Это очень честная история. И даже последнюю фразу этого фрагмента («Нет, вовсе их не пишите, книг…») я воспринимаю как высокую самоиронию, хотя эта реплика и отдана Цветаевой ее собеседнику.
Такая же честность есть и в коротком стихотворении «В мыслях об ином, инаком…» (из цикла «Стихи сироте», 1936). Оно как бы продолжает тему стихотворения «Сад»: поэт просит дать ему для покоя единственное, что ему необходимо, — сад и только («За этот ад, / За этот бред, / Пошли мне сад / На старость лет. / (…) Скажи: довольно муки — на / Сад — одинокий, как сама. / (Но около и Сам не стань!) / — Сад, одинокий, как ты Сам»). То есть дать полное и осознанное одиночество. И вот это одиночество дается. Человек уже один. Все, о чем он попросил (по-настоящему), выполнено. Он идет один по полю с маками, о чем-то думает…
В этом позднем стихотворении, как мне кажется, начинается та Цветаева, чье воплощение до конца нам уже никогда не увидеть. К нашему сожалению и нашей потере. «Третья» Цветаева.

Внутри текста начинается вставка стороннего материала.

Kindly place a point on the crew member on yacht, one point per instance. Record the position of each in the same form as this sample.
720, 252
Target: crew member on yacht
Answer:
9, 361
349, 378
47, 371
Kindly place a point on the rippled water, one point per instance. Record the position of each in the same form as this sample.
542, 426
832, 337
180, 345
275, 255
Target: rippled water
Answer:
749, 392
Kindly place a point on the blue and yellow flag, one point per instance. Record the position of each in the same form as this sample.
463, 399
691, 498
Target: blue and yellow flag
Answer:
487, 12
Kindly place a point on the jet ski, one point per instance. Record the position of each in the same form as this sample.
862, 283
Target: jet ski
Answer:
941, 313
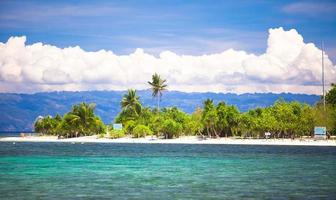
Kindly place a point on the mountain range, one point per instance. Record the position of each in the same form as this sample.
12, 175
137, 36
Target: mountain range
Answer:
19, 111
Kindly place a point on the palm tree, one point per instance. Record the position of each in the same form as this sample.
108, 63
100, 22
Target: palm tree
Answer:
158, 85
82, 116
130, 102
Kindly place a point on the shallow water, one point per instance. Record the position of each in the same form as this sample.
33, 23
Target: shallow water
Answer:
165, 171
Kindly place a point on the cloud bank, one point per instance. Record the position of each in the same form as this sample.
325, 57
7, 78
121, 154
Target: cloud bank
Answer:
288, 65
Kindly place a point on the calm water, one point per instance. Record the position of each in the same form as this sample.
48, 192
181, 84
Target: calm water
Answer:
165, 171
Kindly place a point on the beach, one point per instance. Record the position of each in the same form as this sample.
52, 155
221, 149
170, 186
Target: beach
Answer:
180, 140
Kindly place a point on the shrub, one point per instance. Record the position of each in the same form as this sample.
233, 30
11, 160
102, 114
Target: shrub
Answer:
172, 128
117, 134
141, 131
129, 126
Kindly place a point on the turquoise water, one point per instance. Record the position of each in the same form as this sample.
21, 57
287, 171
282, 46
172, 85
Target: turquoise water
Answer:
165, 171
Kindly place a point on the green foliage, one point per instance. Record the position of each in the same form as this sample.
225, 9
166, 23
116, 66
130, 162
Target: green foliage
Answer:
171, 128
117, 134
157, 85
141, 131
80, 121
129, 126
130, 104
47, 125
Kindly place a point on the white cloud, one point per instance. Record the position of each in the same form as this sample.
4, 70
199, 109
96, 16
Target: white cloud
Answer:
288, 65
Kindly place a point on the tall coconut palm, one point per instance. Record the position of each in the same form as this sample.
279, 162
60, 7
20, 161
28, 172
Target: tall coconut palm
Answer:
130, 102
158, 86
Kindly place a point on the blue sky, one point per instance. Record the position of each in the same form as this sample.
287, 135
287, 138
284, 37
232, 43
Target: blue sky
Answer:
231, 46
185, 27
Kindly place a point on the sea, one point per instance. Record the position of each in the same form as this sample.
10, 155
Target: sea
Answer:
32, 170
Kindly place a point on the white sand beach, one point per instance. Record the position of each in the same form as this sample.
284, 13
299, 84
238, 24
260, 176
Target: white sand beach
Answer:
181, 140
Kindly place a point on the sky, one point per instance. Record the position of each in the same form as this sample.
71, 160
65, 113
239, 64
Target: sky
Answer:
198, 46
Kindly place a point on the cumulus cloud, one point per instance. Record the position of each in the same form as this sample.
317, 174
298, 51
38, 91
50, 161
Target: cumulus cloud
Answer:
288, 65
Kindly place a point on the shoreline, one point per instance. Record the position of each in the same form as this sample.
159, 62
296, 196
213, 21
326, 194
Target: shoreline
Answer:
181, 140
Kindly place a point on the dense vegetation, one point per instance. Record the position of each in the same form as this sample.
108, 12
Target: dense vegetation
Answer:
282, 119
80, 121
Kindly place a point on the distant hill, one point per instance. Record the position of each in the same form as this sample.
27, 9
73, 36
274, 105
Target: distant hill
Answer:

Которая могла бы быть, если бы в 1941 году жизнь ее не оборвалась.
Ибо безмерность (а именно это слово так любят цветаевоведы) — это ощущение того, что ты можешь принять в себя ВСЕ меры и ВСЕ миры (неважно, близки они тебе или нет, враждебны или дружественны), — а не бессильная борьба с чужими границами, через которые ты хочешь прорваться.
Иначе ты становишься таким гипертрофированным гоголевским носом, который ушел гулять без хозяина.
Все поэты в некоторой степени такие «носы», но только Цветаева, с ее огромным даром, показала, какая это на самом деле катастрофа — отпустить себя на волю, своевольничать до конца, «распухнуть» до отдельной черты характера (такого человеческого, увы, а не ангельского). Спасибо ей за этот урок. Поэты вообще ставят эксперименты сами на себе. Без анестезии и со всеми вытекающими из этого последствиями. Дело читателей — понять, куда идти не надо, и поблагодарить человека, который принес себя в жертву, чтобы еще при жизни стать этим предупреждающим знаком: «Прохода нет. Кирпич».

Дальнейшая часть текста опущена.